The nearest soldier moved. His hand closed around Brenda's upper arm, wrenching her away from Gemma with enough force to pop her shoulder from its socket.
Brenda screamed. The sound was high and desperate, the sound of a small animal caught in a trap.
"I've instructed our legal team to prepare an information for wire fraud and racketeering," Gemma watched the struggle with detached interest. "Federal charges. The FBI has a particular interest in cases involving attempts to influence organized crime figures. The Don's reputation will make you a very attractive target for prosecutors looking to make a name."
"Federal?" The word came out as a gasp. "You can't-this is family business-"
"When you take money from a foreign entity, you make it federal." Gemma tilted her head. "Did you think we couldn't trace the beneficial owner of the shell company? Did you think Mrs.

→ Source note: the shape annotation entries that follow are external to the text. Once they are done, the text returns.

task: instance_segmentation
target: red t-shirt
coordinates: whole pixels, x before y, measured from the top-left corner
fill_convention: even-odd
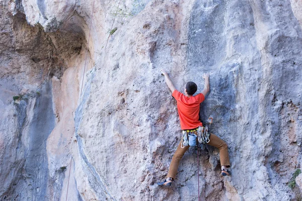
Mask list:
[[[199,126],[202,126],[202,123],[198,120],[200,104],[204,100],[204,95],[202,93],[198,93],[195,96],[188,97],[177,90],[175,90],[172,96],[174,97],[177,102],[182,130],[192,129]]]

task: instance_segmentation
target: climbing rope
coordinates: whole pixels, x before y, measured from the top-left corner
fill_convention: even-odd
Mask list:
[[[87,41],[87,50],[86,51],[86,56],[85,57],[85,63],[84,64],[84,70],[83,72],[82,86],[81,87],[81,92],[80,93],[80,97],[82,95],[82,89],[83,88],[83,83],[84,82],[84,76],[85,74],[85,69],[86,69],[86,62],[87,61],[87,55],[88,54],[88,49],[89,49],[89,40],[90,40],[90,33],[91,32],[91,26],[92,25],[92,19],[93,18],[93,11],[94,10],[94,3],[95,3],[95,0],[93,1],[93,5],[92,6],[92,13],[91,14],[91,22],[90,22],[90,27],[89,27],[89,35],[88,36],[88,41]],[[71,143],[71,144],[70,145],[70,147],[71,147],[72,144],[73,144]],[[69,150],[70,150],[70,149],[69,149]],[[68,184],[67,185],[67,192],[66,193],[66,201],[67,201],[67,197],[68,196],[68,189],[69,188],[69,178],[70,177],[70,170],[71,169],[71,162],[72,162],[72,156],[71,155],[71,157],[70,157],[70,162],[69,164],[69,175],[68,176]]]
[[[210,124],[209,128],[211,128],[211,124],[213,123],[213,117],[210,116],[208,119],[208,122]],[[199,191],[199,155],[198,154],[198,143],[206,144],[210,142],[210,134],[208,132],[209,129],[207,126],[205,127],[200,126],[197,129],[198,140],[196,143],[197,149],[197,177],[198,179],[198,201],[200,200]]]
[[[198,201],[199,201],[199,156],[198,155],[198,142],[196,143],[197,146],[197,177],[198,177]]]
[[[117,9],[116,10],[116,13],[115,13],[115,16],[114,16],[114,19],[113,19],[113,22],[112,23],[112,25],[111,25],[111,30],[112,30],[112,28],[113,27],[113,24],[114,24],[114,21],[115,21],[115,18],[116,17],[116,16],[117,15],[117,12],[118,11],[118,9],[119,8],[119,5],[121,3],[121,0],[119,1],[119,2],[118,3],[118,6],[117,7]],[[84,70],[83,71],[83,78],[82,78],[82,84],[81,84],[81,92],[80,93],[80,96],[81,97],[81,95],[82,95],[82,90],[83,90],[83,83],[84,82],[84,76],[85,74],[85,70],[86,69],[86,63],[87,62],[87,56],[88,55],[88,49],[89,49],[89,41],[90,40],[90,33],[91,32],[91,26],[92,25],[92,20],[93,18],[93,12],[94,10],[94,5],[95,5],[95,0],[93,1],[93,6],[92,7],[92,13],[91,14],[91,22],[90,22],[90,27],[89,27],[89,35],[88,36],[88,41],[87,41],[87,50],[86,51],[86,56],[85,57],[85,63],[84,64]],[[105,49],[106,50],[106,48],[107,47],[107,43],[108,42],[108,41],[109,40],[109,37],[110,37],[110,34],[109,34],[109,35],[108,36],[108,38],[107,39],[107,42],[106,43],[106,46],[105,47]],[[72,145],[72,144],[71,144]],[[70,145],[70,146],[71,145]],[[72,156],[70,158],[70,162],[69,164],[69,175],[68,176],[68,184],[67,185],[67,192],[66,193],[66,200],[67,201],[67,196],[68,196],[68,189],[69,188],[69,178],[70,178],[70,170],[71,169],[71,162],[72,162]]]

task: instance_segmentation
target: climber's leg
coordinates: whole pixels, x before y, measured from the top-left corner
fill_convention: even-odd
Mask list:
[[[230,167],[230,159],[226,143],[216,135],[211,133],[210,142],[207,144],[219,149],[221,171],[226,175],[230,175],[230,172],[226,169],[227,167]]]
[[[167,177],[175,178],[176,174],[177,173],[177,169],[178,169],[178,165],[179,165],[179,161],[183,156],[184,154],[187,151],[190,146],[186,146],[184,148],[182,148],[181,147],[181,141],[178,145],[177,149],[173,155],[171,163],[170,164],[170,167],[169,168],[169,172],[167,175]]]

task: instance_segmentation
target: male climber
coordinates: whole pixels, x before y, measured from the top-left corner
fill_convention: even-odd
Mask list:
[[[203,74],[202,78],[204,79],[204,88],[201,93],[193,96],[193,95],[197,90],[196,84],[191,81],[187,83],[184,94],[176,90],[166,72],[164,70],[161,70],[161,72],[165,75],[166,83],[171,90],[172,96],[176,99],[181,130],[193,130],[194,134],[196,134],[198,127],[202,126],[202,123],[199,120],[200,104],[204,100],[205,95],[210,90],[209,74]],[[230,175],[231,172],[227,169],[230,167],[230,160],[226,144],[212,133],[210,135],[208,145],[219,149],[221,174],[223,176]],[[162,182],[158,183],[159,185],[170,186],[175,178],[179,162],[190,147],[188,145],[182,148],[181,143],[181,141],[173,155],[166,179]]]

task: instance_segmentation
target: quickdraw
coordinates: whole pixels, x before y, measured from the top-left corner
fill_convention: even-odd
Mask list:
[[[183,149],[185,146],[189,145],[189,139],[188,139],[188,134],[186,131],[183,131],[183,135],[181,138],[181,144],[180,147]]]
[[[206,144],[210,142],[210,133],[207,126],[205,127],[200,126],[197,130],[198,142],[200,144]]]

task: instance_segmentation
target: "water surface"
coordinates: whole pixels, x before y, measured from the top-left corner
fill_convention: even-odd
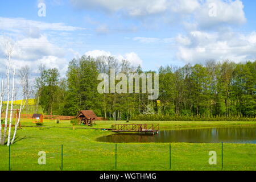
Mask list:
[[[214,127],[161,131],[157,135],[118,133],[97,139],[113,143],[224,143],[256,144],[256,127]]]

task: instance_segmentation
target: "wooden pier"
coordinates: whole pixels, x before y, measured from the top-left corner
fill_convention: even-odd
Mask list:
[[[157,134],[159,124],[116,124],[112,126],[112,132],[140,132]]]

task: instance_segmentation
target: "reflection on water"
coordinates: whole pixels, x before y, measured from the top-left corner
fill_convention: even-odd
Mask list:
[[[188,142],[238,143],[256,144],[256,127],[222,127],[166,130],[157,135],[116,134],[104,136],[98,142]]]

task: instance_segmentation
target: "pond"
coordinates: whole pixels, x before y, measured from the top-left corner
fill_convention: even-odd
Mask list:
[[[97,139],[112,143],[236,143],[256,144],[256,127],[214,127],[161,131],[157,135],[118,133]]]

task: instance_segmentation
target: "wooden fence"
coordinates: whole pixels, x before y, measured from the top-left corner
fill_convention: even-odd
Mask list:
[[[33,114],[20,114],[20,118],[22,119],[31,119]],[[10,117],[10,114],[8,114],[8,117]],[[5,118],[5,114],[2,113],[1,115],[2,118]],[[13,113],[13,118],[16,118],[16,113]],[[49,120],[56,120],[60,119],[60,121],[70,121],[73,119],[75,119],[76,117],[75,116],[67,116],[67,115],[44,115],[44,119]],[[95,119],[96,121],[106,121],[105,118],[97,117]]]

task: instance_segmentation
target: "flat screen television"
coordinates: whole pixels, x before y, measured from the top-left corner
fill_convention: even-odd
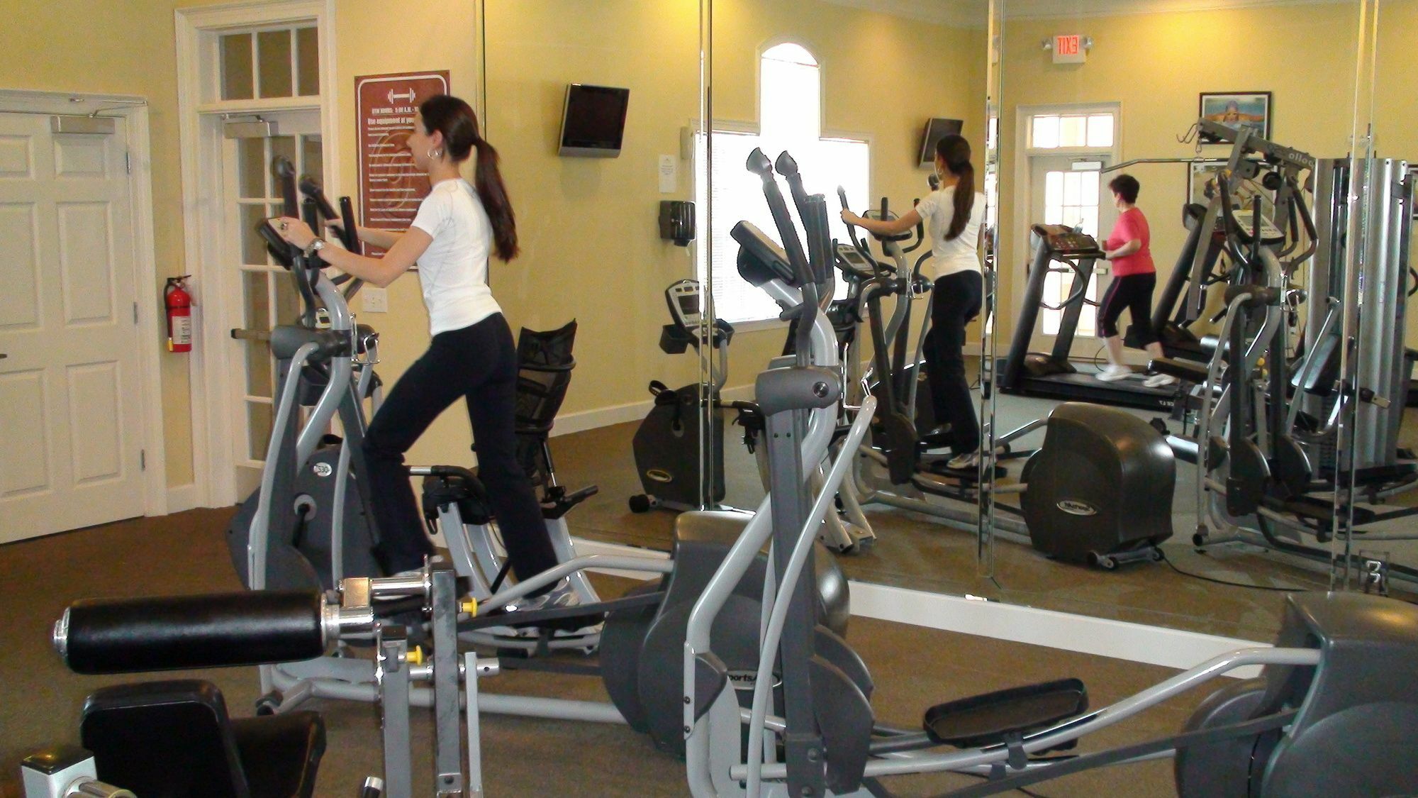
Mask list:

Bronte's connections would protect you when the indictment lands?"
Brenda's eyes rolled back. She thrashed in the soldier's grip, her body jerking with panic.

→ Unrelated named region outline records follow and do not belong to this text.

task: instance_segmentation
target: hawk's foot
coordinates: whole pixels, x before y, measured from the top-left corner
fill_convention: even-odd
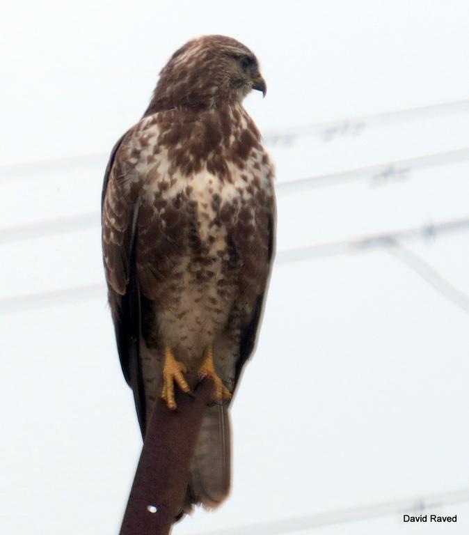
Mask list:
[[[177,408],[174,398],[174,383],[177,383],[183,392],[191,391],[183,373],[187,371],[186,366],[177,361],[171,348],[166,346],[164,350],[164,367],[163,368],[163,389],[161,398],[166,402],[168,408],[175,410]]]
[[[214,366],[214,350],[210,346],[204,352],[204,361],[198,372],[199,378],[203,379],[209,377],[214,383],[213,400],[221,403],[223,400],[231,399],[231,392],[223,385],[221,379],[215,371]]]

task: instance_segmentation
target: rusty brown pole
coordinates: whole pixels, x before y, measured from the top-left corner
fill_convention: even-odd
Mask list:
[[[196,388],[193,398],[175,388],[176,411],[170,410],[162,400],[157,401],[120,535],[168,535],[171,531],[181,509],[212,388],[212,381],[203,381]]]

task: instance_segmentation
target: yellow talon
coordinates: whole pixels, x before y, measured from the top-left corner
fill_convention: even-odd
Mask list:
[[[191,389],[184,378],[183,373],[187,371],[186,366],[177,361],[171,348],[166,346],[164,350],[164,366],[163,368],[163,389],[161,398],[166,402],[168,408],[175,410],[177,408],[174,398],[174,383],[177,383],[183,392],[190,392]]]
[[[214,382],[214,399],[218,403],[221,403],[224,399],[231,399],[231,392],[223,385],[221,379],[215,371],[214,366],[214,350],[209,346],[205,351],[205,358],[202,366],[199,369],[198,376],[200,378],[209,377]]]

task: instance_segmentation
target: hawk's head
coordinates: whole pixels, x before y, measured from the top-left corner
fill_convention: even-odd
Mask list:
[[[160,73],[147,111],[175,107],[208,108],[241,101],[266,83],[255,56],[244,45],[224,36],[205,36],[177,50]]]

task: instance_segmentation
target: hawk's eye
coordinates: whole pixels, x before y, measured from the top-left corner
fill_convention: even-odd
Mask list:
[[[241,68],[246,72],[250,67],[254,65],[254,59],[249,56],[244,56],[241,59]]]

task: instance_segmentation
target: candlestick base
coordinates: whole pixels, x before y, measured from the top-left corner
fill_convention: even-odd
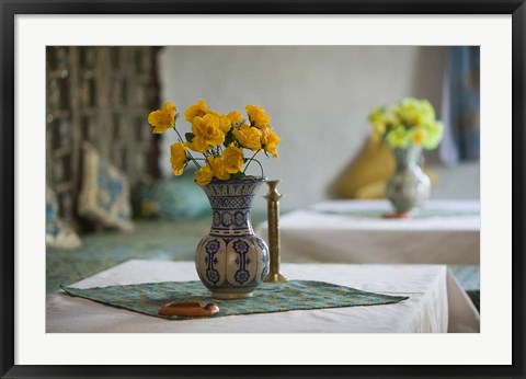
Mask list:
[[[282,273],[268,273],[263,282],[265,283],[281,283],[287,282],[288,278]]]

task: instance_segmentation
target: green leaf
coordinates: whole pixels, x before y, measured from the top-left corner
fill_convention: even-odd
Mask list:
[[[235,140],[236,140],[236,136],[233,135],[233,129],[230,129],[225,136],[225,142],[222,142],[222,146],[228,148],[230,143],[232,143]]]
[[[244,172],[238,171],[237,173],[233,174],[232,179],[239,180],[239,179],[243,179],[244,176],[247,176]]]

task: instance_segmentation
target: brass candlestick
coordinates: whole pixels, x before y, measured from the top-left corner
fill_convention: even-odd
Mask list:
[[[268,249],[271,255],[271,264],[268,274],[265,277],[266,283],[287,282],[287,277],[279,273],[279,199],[283,197],[277,192],[278,180],[266,181],[268,184],[268,193],[264,196],[268,203],[267,216],[268,216]]]

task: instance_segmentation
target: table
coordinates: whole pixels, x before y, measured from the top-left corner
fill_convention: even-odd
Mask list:
[[[478,200],[430,200],[411,219],[387,211],[387,200],[328,200],[284,214],[282,262],[479,264]],[[266,222],[256,233],[266,239]]]
[[[47,333],[443,333],[479,332],[479,315],[444,265],[283,264],[290,279],[408,295],[385,306],[171,321],[71,297],[47,296]],[[196,280],[193,262],[130,260],[72,287]]]

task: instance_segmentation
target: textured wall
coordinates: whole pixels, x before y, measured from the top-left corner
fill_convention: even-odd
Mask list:
[[[174,46],[161,51],[161,99],[181,114],[199,97],[218,112],[263,106],[282,143],[278,160],[262,156],[261,162],[267,177],[282,180],[282,207],[289,209],[327,197],[330,183],[367,140],[374,106],[412,95],[439,111],[445,58],[445,47]],[[184,117],[179,127],[190,128]],[[174,133],[167,136],[162,169],[170,175]],[[448,170],[441,168],[441,176]],[[471,171],[477,174],[478,166]],[[441,183],[448,183],[437,191],[442,197],[478,196],[478,184]]]

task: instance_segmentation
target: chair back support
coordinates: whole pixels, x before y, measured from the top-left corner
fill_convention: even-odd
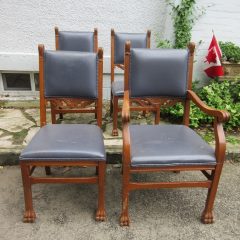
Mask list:
[[[124,63],[124,46],[126,41],[130,41],[133,48],[147,48],[147,35],[148,33],[115,33],[114,64]]]
[[[102,126],[103,50],[39,51],[40,125],[46,125],[50,102],[52,123],[59,113],[95,113]],[[92,106],[94,103],[95,106]]]
[[[56,49],[63,51],[97,52],[97,29],[94,32],[59,31],[55,27]]]
[[[45,51],[45,97],[98,97],[96,53]]]
[[[129,96],[185,98],[188,62],[188,50],[132,48]]]

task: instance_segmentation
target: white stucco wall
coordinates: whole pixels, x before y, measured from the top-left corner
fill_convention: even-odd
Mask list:
[[[178,2],[179,0],[176,0]],[[206,12],[192,30],[197,46],[194,78],[204,79],[203,61],[212,38],[240,45],[240,1],[198,0]],[[121,32],[152,30],[152,47],[157,37],[172,38],[172,21],[165,0],[0,0],[0,71],[37,71],[37,45],[54,49],[54,26],[60,30],[99,31],[104,48],[104,96],[108,97],[110,29]],[[0,86],[1,91],[1,86]]]
[[[110,55],[110,30],[145,32],[163,29],[165,1],[151,0],[0,0],[0,69],[37,70],[37,45],[54,49],[54,26],[60,30],[98,28],[99,46]],[[34,56],[34,57],[33,57]],[[13,62],[12,62],[13,61]],[[108,71],[109,64],[105,64]]]

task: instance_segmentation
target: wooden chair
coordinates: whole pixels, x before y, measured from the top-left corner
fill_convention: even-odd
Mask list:
[[[58,27],[55,27],[55,45],[56,50],[61,51],[78,51],[78,52],[95,52],[98,51],[98,30],[94,28],[93,32],[77,32],[77,31],[59,31]],[[88,99],[87,101],[80,101],[79,105],[89,106],[92,105],[93,101]],[[75,106],[76,107],[76,106]],[[59,118],[63,119],[63,112],[61,112],[61,107],[57,108],[57,112],[54,111],[55,107],[53,106],[52,110],[52,123],[56,123],[56,113],[59,113]],[[67,111],[69,109],[69,111]],[[95,112],[97,106],[95,104]],[[64,113],[72,113],[73,108],[65,106]],[[79,112],[78,110],[76,112]],[[84,112],[84,111],[80,111]],[[95,112],[95,118],[96,112]]]
[[[98,51],[98,30],[93,32],[59,31],[55,27],[56,50],[95,52]]]
[[[222,123],[229,113],[210,108],[191,90],[193,55],[180,49],[125,49],[125,89],[123,121],[123,189],[120,224],[129,225],[129,193],[137,189],[203,187],[208,189],[201,220],[213,222],[213,204],[225,158],[225,137]],[[146,81],[147,80],[147,81]],[[164,105],[181,102],[183,125],[131,125],[129,101],[134,98],[158,99]],[[214,118],[215,150],[188,127],[190,101]],[[201,171],[205,181],[138,182],[132,173],[158,171]],[[146,216],[145,216],[146,217]]]
[[[39,45],[41,129],[20,155],[25,199],[24,222],[34,222],[36,218],[31,190],[32,185],[36,183],[98,184],[96,220],[105,220],[106,156],[100,129],[102,124],[102,73],[102,49],[99,49],[98,53],[45,51],[44,46]],[[48,102],[54,106],[61,105],[62,102],[74,106],[78,104],[79,99],[93,99],[97,102],[98,126],[90,124],[47,125]],[[64,112],[64,109],[61,111]],[[91,177],[37,177],[33,175],[36,167],[49,168],[49,166],[94,167],[98,171],[96,176]]]
[[[127,40],[131,41],[132,47],[134,48],[150,48],[150,37],[151,31],[147,33],[118,33],[114,29],[111,30],[111,113],[113,114],[113,130],[112,135],[118,136],[118,112],[121,112],[122,108],[118,106],[119,99],[123,98],[124,92],[124,81],[114,80],[115,68],[122,70],[124,67],[124,45]],[[141,99],[135,99],[134,103],[140,105],[142,108],[132,108],[132,110],[149,110],[148,106],[151,104],[148,99],[141,101]],[[151,108],[153,109],[153,108]],[[156,108],[159,109],[159,108]],[[155,109],[153,110],[155,111]],[[159,123],[159,112],[156,113],[155,123]]]

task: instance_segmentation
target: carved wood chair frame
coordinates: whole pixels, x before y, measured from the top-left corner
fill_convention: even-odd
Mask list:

"Let me talk to Mrs. Bronte. Let me-she promised-she said she'd handle everything-"
"Mrs. Bronte is unwell."
Gemma made a small gesture. A second soldier stepped forward, taking Brenda's other arm. They began to move her toward the side door, the servants' entrance, the door of shame for those who had disgraced the family.
Brenda's heels dragged across the marble, leaving black scuffs. Then something inside her broke. Some last restraint.

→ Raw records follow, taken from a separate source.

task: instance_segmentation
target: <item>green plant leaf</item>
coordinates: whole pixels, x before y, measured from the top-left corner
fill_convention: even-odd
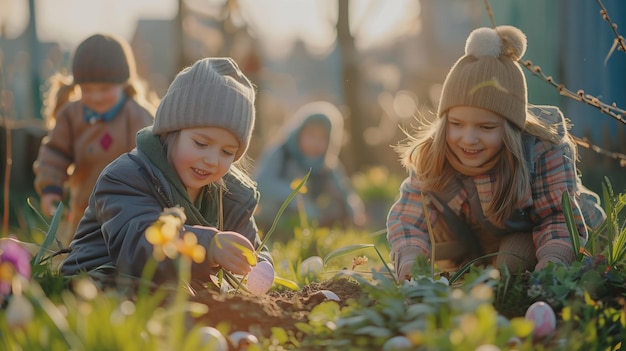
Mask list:
[[[272,234],[274,233],[274,230],[276,230],[276,225],[278,225],[278,220],[280,219],[280,217],[283,215],[283,212],[285,212],[285,209],[287,208],[287,206],[289,205],[289,203],[291,202],[291,200],[293,200],[293,198],[296,196],[296,194],[298,194],[298,192],[300,191],[300,189],[304,186],[304,184],[307,182],[307,180],[309,180],[309,176],[311,175],[311,169],[309,168],[309,171],[306,173],[306,175],[304,176],[304,178],[302,178],[302,180],[300,181],[300,183],[298,184],[298,186],[296,186],[293,191],[291,191],[291,194],[289,194],[289,196],[287,196],[287,198],[285,199],[285,201],[283,202],[283,204],[280,206],[280,208],[278,209],[278,212],[276,213],[276,217],[274,217],[274,221],[272,222],[272,226],[270,227],[270,229],[267,231],[267,233],[265,233],[265,235],[263,236],[263,240],[261,241],[261,245],[259,245],[259,247],[257,248],[257,255],[259,254],[259,252],[261,252],[261,249],[267,244],[267,241],[270,239],[270,237],[272,236]]]
[[[294,282],[293,280],[289,280],[286,278],[282,278],[279,276],[275,276],[274,277],[274,283],[282,285],[288,289],[291,289],[293,291],[299,291],[300,290],[300,286],[298,285],[298,283]]]
[[[326,255],[326,257],[324,257],[324,266],[328,264],[328,261],[334,258],[349,255],[351,253],[366,249],[368,247],[374,247],[374,244],[355,244],[355,245],[344,246],[337,250],[334,250],[330,252],[328,255]]]
[[[50,245],[52,245],[52,242],[56,238],[56,233],[57,233],[57,229],[59,228],[59,223],[61,222],[62,213],[63,213],[63,202],[59,202],[59,205],[57,206],[57,210],[54,213],[54,216],[52,216],[52,221],[50,222],[50,227],[48,228],[48,232],[46,232],[46,238],[44,239],[43,244],[41,244],[41,248],[37,252],[37,255],[35,255],[35,259],[33,261],[34,265],[38,266],[41,264],[44,253],[48,250],[48,248],[50,247]]]
[[[576,229],[576,221],[574,220],[574,211],[572,210],[572,202],[569,197],[569,192],[566,190],[561,197],[561,207],[563,208],[563,215],[565,216],[565,224],[567,224],[567,231],[569,237],[572,240],[572,249],[576,255],[576,260],[582,258],[580,252],[580,236],[578,235],[578,229]]]

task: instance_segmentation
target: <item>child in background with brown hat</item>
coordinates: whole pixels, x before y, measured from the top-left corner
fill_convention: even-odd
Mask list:
[[[192,280],[208,282],[219,267],[250,272],[241,247],[261,244],[253,217],[259,196],[237,164],[250,144],[254,100],[254,86],[230,58],[205,58],[183,69],[154,125],[137,133],[137,147],[100,175],[62,273],[140,277],[153,259],[145,231],[174,206],[187,217],[183,231],[206,248],[204,261],[193,263]],[[267,248],[260,256],[271,263]],[[164,260],[154,280],[176,281],[176,274]]]
[[[51,78],[46,103],[51,130],[33,165],[44,215],[52,215],[69,192],[69,228],[59,233],[65,244],[87,208],[100,171],[135,147],[135,134],[151,125],[154,115],[141,93],[125,40],[108,34],[88,37],[76,48],[72,74]]]
[[[483,263],[513,273],[571,263],[564,192],[581,243],[588,226],[604,220],[602,208],[582,194],[588,190],[561,112],[528,106],[517,62],[525,50],[518,28],[474,30],[448,72],[438,118],[398,147],[409,177],[388,214],[387,238],[400,279],[431,250],[443,269],[495,252],[501,253]]]

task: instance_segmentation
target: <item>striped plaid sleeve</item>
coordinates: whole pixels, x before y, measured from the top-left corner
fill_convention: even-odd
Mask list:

She twisted sideways. Her right arm slipped free from the younger soldier-he'd been careless, overconfident, and she had thirty years of experience as a housekeeper, knew how to use her body when necessary.
She ran.
Not toward the side door. Toward the main stairs. Toward the second floor. Toward the woman who had bought her loyalty and then left her to the wolves.
Her heels hammered the marble. Five more steps to the first landing. Her hand reached for the brass railing.
The heel of her left shoe caught on the edge of the third step.
Physics took over. Momentum became torque, torque became disaster. Her body tilted backward, arms windmilling, fingers clawing at air where the railing should have been.
She landed flat on the marble.
The sound was unmistakable. A wet crack, like a melon dropped from a height. Then silence.
Brenda lay at the base of the stairs, her neck bent at an angle that made several servants turn away and retch. Dark liquid spread beneath her head, seeping into the white marble's veins, finding the grout lines, advancing across the floor with terrible patience.
The soldier she'd slipped stood frozen, his hands still in the position they'd been when she'd been in them.
Gemma walked toward the body.
She stopped two feet away. Close enough to see Brenda's eyes gone glassy, staring up at the chandelier. Close enough to smell the coppery tang of blood rising from the spreading pool.
Gemma reached into her jacket pocket. Her phone came out, the screen already lit.
"Crisis line," she spoke into the receiver. "Priority one. A death has occurred on the compound. Accidental fall. I want the family's doctor here before any emergency services. I want the scene secured. I want a headcount of all soldiers and staff on this side, and a reminder of their omertà obligations."
She ended the call. Her gaze swept the room, touching each face in turn. The maids. The gardeners. The underboss who had come to see what the commotion was.
Not one of them held her gaze for more than a second.
"Return to your posts." Her voice filled the space, calm and absolute. "This hallway is restricted until further notice."
Clara appeared at her side, a pack of wet wipes in her hand. Gemma took one, wiped her fingers methodically, and dropped the used wipe into Clara's outstretched palm.
She stepped over the spreading stain. Her heel landed two inches from Brenda's outstretched hand, close enough to notice the chipped nail polish, the calluses from decades of service, the gold band on the ring finger that had once been her pride.
Gemma did not look back.
She walked toward her father's study, where the real work of managing the family empire awaited her.